Cdaragorn (profile) says:

Re: "Cruel and Unusual"

“if punishments were usual, nobody would work to avoid them”

Where on earth did you get this twisted line of logic from? A whip across my back hurts just as much no matter how many times I’ve had it applied.

It’s this exact kind of uncaring attitude that leads people to repeat their crimes and increases crime in general. Someone doing something wrong does not make it right to toss them to the dogs. The point of ANY punishment short of capital should always be to help the person want to change.

Any punishment that doesn’t have that as it’s goal is just torture for the pleasure of the punisher.

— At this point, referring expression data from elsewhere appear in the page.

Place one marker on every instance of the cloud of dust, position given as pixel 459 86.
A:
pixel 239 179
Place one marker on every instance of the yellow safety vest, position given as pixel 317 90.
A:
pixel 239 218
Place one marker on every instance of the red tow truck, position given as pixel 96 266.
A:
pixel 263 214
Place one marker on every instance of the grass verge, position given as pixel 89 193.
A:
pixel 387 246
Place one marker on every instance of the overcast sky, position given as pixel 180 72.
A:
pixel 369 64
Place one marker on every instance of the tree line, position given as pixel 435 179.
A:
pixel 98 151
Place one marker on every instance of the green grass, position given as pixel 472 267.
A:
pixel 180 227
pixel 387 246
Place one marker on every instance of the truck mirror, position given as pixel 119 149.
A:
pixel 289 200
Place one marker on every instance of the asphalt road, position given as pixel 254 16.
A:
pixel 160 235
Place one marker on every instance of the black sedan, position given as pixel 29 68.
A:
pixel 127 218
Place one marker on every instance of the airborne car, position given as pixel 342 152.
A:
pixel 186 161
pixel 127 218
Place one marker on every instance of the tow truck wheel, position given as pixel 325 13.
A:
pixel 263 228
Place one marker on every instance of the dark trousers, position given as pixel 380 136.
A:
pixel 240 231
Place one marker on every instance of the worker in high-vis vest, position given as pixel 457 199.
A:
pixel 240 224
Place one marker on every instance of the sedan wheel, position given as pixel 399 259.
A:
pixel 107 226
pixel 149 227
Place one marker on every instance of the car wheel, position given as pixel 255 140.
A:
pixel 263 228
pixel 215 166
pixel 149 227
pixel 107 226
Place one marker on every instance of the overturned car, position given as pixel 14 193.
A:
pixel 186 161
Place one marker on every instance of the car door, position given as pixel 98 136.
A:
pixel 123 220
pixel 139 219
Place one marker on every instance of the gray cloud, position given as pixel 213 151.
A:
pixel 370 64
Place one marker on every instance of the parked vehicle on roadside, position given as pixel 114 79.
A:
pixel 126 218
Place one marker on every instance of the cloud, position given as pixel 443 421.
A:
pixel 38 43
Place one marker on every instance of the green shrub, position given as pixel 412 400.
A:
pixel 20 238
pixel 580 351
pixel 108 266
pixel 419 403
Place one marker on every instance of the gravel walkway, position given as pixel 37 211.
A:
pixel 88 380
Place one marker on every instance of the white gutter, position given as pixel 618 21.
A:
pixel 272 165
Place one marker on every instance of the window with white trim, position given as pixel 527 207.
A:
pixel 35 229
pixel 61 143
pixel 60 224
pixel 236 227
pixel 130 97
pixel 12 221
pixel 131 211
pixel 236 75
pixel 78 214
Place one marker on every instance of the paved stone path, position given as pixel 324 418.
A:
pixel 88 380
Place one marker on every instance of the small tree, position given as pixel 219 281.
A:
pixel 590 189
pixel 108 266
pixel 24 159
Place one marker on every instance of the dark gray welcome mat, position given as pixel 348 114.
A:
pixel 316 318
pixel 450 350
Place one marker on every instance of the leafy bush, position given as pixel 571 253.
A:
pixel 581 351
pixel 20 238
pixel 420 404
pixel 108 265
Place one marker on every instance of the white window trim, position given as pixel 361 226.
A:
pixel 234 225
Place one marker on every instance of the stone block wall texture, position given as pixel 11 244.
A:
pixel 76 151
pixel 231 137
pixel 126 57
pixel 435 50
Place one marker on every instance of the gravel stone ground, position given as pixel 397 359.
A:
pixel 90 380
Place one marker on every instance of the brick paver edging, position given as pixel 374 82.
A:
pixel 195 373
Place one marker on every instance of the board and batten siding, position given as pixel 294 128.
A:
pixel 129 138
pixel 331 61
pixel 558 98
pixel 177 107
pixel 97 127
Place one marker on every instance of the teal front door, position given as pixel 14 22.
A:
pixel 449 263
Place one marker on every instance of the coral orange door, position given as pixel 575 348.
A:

That Anonymous Coward (profile) says:

How a company shown to have intercepted privileged communications, leaking their entire database, & other upstanding things can get this job is sorta shocking.

This is happening because no one cares.
They are in jail, they deserves bad things.
We get a little tingle on the inside when we read about how their lives were made a little worse, & refuse to understand the idea that perhaps doing these sorts of things “hardens” a criminal.

But they are only doing it to poor people, who just refuse to lift themselves up by their bootstraps & expect the world to be fair.

Anonymous Coward says:

Re: Re:

“They are in jail, they deserves bad things.”

Except some of them do not belong there

“But they are only doing it to poor people, who just refuse to lift themselves up by their bootstraps & expect the world to be fair.”

I’m certain many actually think that … I guess it allows them to sleep better.

Uriel-238 (profile) says:

Re: Expecting the world to be fair

The Department of Justice closes cases about 35% of the time and that’s including those in which they pinned guilt on a convenient bystander by planting evidence or lying in court.

Once we dispell the myth that society is, at least, trying to enforce a certain degree of fairness, then there’s no reason not to go into crime, when it offers a decent increase in the opportunity for a better life. If all of society gives no fucks, why not subvert it? When the police are too busy chasing and seizing assets to enforce law anymore, legitimacy and righteousness is determined only by strength of force.